After Step 5, run the two-tier learnings capture.

### Tier 1: Auto-Capture (no user confirmation)

- **Known patterns confirmed:** If a fix matched a pattern from existing learnings (e.g., "DO NOT" boundary language from `in-001`), auto-bump its `confirmed` count and `lastConfirmed` in `index.json`.
- **Scoring adjustments confirmed:** If scoring fixes aligned with prior `eval-testing.md` entries, bump those entries.

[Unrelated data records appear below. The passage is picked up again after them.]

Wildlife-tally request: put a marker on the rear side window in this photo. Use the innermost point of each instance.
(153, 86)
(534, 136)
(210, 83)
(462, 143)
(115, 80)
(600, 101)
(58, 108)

### Tier 2: User-Confirmed Capture (new patterns)

Check for genuinely new insights:

- **Recurring failure patterns** — same root cause appearing across multiple agents? Write to `knowledge/learnings/eval-testing.md`
- **Instruction patterns** — PE discovered a better way to phrase boundaries? Write to `knowledge/learnings/instructions.md`
- **Topic/trigger insights** — TE found trigger phrase patterns that improve routing? Write to `knowledge/learnings/topics-triggers.md`

**Before writing, run the comparison engine** (see CLAUDE.md "Learnings Protocol" § B):
1. Check `index.json` for entries with overlapping tags
2. Same fix pattern → BUMP (Tier 1); new pattern → present to user; contradiction → FLAG

Only capture Tier 2 if there's something genuinely new. Skip if the fix was routine (Tier 1 still runs silently).

Present to user for confirmation before writing NEW entries to learnings files. Update `index.json` for both tiers.